7. The following is a quotation of 35 U.S.C. 103(a) which forms the basis for all 
obviousness rejections set forth in this Office action: 

(a) A patent may not be obtained though the invention is not identically disclosed or described as set 
forth in section 102 of this title, if the differences between the subject matter sought to be patented and 
the prior art are such that the subject matter as a whole would have been obvious at the time the 
invention was made to a person having ordinary skill in the art to which said subject matter pertains. 
Patentability shall not be negatived by the manner in which the invention was made. 
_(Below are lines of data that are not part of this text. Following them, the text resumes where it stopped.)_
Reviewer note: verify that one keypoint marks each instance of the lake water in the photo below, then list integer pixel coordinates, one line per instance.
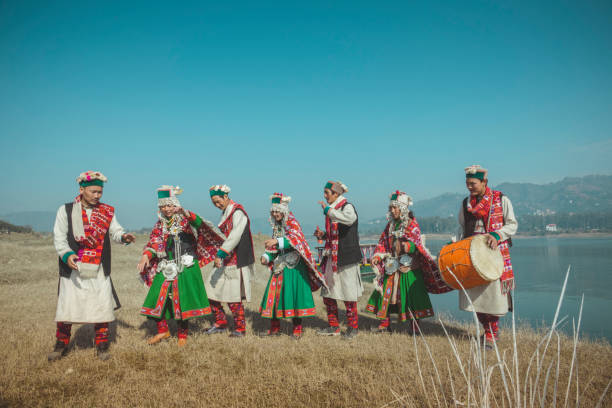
(540, 265)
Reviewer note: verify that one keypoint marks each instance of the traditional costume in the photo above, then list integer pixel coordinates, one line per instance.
(231, 283)
(492, 214)
(177, 246)
(401, 258)
(294, 272)
(85, 295)
(341, 261)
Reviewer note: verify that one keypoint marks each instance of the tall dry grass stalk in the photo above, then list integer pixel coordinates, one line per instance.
(444, 367)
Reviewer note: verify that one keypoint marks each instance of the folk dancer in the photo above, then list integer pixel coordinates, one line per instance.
(294, 271)
(490, 212)
(81, 235)
(341, 261)
(398, 262)
(230, 280)
(179, 243)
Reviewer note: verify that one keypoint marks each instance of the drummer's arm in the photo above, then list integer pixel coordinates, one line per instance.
(510, 224)
(461, 224)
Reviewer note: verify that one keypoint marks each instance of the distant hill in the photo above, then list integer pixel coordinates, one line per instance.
(572, 195)
(41, 221)
(8, 227)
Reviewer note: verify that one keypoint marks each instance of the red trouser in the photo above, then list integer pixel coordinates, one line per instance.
(237, 309)
(332, 312)
(183, 327)
(490, 323)
(63, 332)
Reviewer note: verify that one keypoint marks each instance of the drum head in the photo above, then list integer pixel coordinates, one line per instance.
(488, 262)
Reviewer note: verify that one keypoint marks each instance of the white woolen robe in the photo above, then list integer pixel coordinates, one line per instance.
(83, 300)
(230, 283)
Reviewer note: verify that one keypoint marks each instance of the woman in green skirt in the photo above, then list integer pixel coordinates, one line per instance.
(399, 261)
(179, 243)
(294, 274)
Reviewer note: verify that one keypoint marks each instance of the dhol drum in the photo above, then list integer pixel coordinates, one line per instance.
(471, 261)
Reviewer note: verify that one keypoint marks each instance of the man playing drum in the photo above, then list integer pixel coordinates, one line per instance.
(487, 211)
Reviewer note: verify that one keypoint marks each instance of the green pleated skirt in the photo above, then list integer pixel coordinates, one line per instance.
(288, 294)
(182, 299)
(413, 300)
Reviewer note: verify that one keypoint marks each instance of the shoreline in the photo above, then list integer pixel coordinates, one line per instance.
(577, 235)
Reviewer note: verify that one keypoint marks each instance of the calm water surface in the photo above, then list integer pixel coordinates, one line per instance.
(540, 265)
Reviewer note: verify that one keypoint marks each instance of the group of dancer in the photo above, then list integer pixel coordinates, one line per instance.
(192, 266)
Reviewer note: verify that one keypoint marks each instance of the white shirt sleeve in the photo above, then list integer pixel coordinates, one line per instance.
(510, 223)
(115, 230)
(60, 232)
(239, 223)
(346, 215)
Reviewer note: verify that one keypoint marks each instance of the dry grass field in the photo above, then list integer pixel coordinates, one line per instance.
(216, 371)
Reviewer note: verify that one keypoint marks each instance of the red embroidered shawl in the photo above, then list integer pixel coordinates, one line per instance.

8. Claims 1, 5, 18, 22, 35-39, 44 and 46-47 are rejected under 35 U.S.C. 103(a) as 
being unpatentable over Stanford in view of Alshawi et al. (U.S. Pat. 
Pub2002/0072914A1). 

Regarding claims 1,18, 35, 44 and 46, Stanford teaches a speech translation 
method, apparatus and computer readable medium containing executable computer 
program instructions comprising: 

limiting the language vocabulary to a subset of the language vocabulary (user 
chooses the type of movie to access that subset of the vocabulary, col. 6, lines 40-43); 

separating said subset into at least two contexts (recent releases and all-time 
hits, col. 6, lines 48-50); and 

associating the speech signal with at least one of said at least two contexts and 
performing speech recognition using the context (user selects recent releases and new 
choices are displayed, col. 6, lines 52-54). 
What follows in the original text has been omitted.